When her dance teammates take a low blow at her for being an orphan, she fires back with a bratty smirk: "Taught myself manners on YouTube — no parents, you see." When her teacher catches her secretly living in the gym, mid-bite of cup noodles, she barely hesitates before offering with cheeky nonchalance: "Want some?" Lee's performance is an unbroken display of wit and nerve that cements her as one of the most promising actors of her generation.
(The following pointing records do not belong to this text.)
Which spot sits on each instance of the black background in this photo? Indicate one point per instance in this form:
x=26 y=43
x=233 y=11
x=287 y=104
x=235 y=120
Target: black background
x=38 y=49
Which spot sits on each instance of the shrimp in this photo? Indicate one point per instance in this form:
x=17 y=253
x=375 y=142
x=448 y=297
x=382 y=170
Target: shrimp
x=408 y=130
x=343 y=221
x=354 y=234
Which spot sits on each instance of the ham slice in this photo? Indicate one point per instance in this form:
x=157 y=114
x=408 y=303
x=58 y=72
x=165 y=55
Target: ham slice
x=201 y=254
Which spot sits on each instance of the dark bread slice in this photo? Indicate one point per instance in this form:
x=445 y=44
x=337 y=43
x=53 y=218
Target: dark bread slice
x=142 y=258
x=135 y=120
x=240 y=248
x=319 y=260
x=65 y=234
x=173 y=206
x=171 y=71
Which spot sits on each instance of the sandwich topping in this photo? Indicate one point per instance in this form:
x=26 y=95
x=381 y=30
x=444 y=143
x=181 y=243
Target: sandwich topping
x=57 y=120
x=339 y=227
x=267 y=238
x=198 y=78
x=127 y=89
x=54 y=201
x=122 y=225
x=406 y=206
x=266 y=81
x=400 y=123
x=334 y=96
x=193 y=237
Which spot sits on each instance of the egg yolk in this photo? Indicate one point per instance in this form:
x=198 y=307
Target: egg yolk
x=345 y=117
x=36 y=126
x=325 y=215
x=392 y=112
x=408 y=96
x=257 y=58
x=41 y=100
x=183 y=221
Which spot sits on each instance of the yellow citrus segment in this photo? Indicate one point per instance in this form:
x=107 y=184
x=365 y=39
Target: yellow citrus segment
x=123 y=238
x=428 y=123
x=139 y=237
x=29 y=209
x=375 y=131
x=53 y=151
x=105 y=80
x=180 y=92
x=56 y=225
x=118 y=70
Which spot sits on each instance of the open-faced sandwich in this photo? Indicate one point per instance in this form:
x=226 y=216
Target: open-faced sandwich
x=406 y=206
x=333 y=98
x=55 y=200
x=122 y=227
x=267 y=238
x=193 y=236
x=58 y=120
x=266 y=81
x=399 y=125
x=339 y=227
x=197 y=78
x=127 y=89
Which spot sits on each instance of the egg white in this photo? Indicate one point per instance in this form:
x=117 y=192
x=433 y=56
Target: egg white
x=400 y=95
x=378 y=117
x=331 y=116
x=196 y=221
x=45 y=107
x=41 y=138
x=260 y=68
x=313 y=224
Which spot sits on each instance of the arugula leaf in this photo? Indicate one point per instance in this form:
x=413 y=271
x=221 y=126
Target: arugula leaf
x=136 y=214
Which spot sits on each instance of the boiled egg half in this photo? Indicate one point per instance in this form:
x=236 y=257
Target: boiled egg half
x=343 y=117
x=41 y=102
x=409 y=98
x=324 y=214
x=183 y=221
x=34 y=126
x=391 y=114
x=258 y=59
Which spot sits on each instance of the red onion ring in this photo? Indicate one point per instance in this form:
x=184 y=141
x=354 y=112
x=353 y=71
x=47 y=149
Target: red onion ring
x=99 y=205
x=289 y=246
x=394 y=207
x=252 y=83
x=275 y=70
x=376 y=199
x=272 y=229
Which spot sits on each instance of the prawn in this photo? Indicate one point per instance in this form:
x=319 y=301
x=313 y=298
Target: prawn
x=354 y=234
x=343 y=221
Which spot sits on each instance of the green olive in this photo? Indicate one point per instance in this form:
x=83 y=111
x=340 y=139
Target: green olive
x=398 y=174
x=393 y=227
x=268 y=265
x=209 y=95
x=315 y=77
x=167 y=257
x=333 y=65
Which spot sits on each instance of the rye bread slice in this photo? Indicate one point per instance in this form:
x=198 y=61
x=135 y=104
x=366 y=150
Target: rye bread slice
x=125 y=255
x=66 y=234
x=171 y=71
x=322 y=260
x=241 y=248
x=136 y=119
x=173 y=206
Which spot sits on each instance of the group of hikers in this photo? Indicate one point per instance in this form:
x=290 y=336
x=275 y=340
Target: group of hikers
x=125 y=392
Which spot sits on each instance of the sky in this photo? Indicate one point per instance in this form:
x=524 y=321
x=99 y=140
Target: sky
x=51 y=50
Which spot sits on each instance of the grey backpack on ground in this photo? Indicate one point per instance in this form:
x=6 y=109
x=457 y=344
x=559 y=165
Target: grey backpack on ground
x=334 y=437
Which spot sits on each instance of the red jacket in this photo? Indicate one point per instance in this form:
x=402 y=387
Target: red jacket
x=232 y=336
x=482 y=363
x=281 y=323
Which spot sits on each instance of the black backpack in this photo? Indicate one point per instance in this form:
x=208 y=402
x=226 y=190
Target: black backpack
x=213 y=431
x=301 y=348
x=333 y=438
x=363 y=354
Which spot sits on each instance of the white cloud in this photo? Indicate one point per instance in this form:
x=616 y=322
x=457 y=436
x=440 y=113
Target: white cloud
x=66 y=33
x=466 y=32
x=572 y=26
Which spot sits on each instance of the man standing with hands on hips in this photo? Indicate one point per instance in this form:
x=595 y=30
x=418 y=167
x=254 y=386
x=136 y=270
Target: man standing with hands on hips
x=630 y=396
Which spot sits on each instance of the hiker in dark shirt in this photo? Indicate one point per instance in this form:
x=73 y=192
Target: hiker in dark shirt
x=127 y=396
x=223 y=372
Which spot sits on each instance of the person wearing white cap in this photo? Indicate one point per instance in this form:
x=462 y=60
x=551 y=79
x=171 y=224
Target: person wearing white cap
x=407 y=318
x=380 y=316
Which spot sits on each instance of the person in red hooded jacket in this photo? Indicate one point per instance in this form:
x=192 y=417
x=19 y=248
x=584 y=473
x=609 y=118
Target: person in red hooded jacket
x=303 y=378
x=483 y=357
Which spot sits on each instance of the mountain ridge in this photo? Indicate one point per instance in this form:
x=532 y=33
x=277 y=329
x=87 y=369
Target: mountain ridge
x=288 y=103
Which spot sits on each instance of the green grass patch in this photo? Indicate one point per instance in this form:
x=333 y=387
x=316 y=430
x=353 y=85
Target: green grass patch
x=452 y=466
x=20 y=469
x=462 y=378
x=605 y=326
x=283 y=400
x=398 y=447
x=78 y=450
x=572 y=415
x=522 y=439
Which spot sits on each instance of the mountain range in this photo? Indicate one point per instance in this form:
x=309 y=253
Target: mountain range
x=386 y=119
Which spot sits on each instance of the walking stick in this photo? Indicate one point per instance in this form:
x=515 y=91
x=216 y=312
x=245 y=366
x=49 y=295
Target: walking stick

Born in 2006, she most recently left an impression as the revenge-obsessed cult girl in Netflix's "Hellbound" — a performance of equal conviction, though cut from an entirely different cloth.
Jin Seo-yeon enters as a stern, unforgiving perfectionist with little patience for disorder but not without her own trauma. Unlike In-young, Seol-ah embodies restraint to the point of asceticism — surviving on vegetable drinks rather than meals. The way the film reshapes her as its most dynamic character, even more so than her teenage students, speaks to the director's subtle command of nuance and texture. When In-young serves her spam — her favorite food — Seol-ah's hesitant bite marks the first crack in her self-imposed discipline.
The supporting cast serves the story well, with conflicts stemming organically from adolescent insecurities rather than simplified villainy. Chung Su-bin plays Na-ri, In-young's wealthy rival weighed down by her mother's expectations. As Na-ri slowly comes to terms with In-young, her narrative arc becomes central to the film's exploration of self-identity and growth. Son Suk-ku delivers a scene-stealing cameo as In-young's unlikely soulmate Dong-wook, his wily humor and laid-back demeanor masking a sincere affection for her.
Towards the end, a 360-degree pan shot sweeps around In-young and Seol-ah as they dance together in the basement, dissolving the rigid, one-sided teacher-student or even mother-daughter dynamic that once seemed to define them.
No longer just a caretaker and dependent, they move in tandem, bound by solidarity shaped through mutual experience of overcoming adversity and growing up.
"It's Okay!" opened in theaters Wednesday.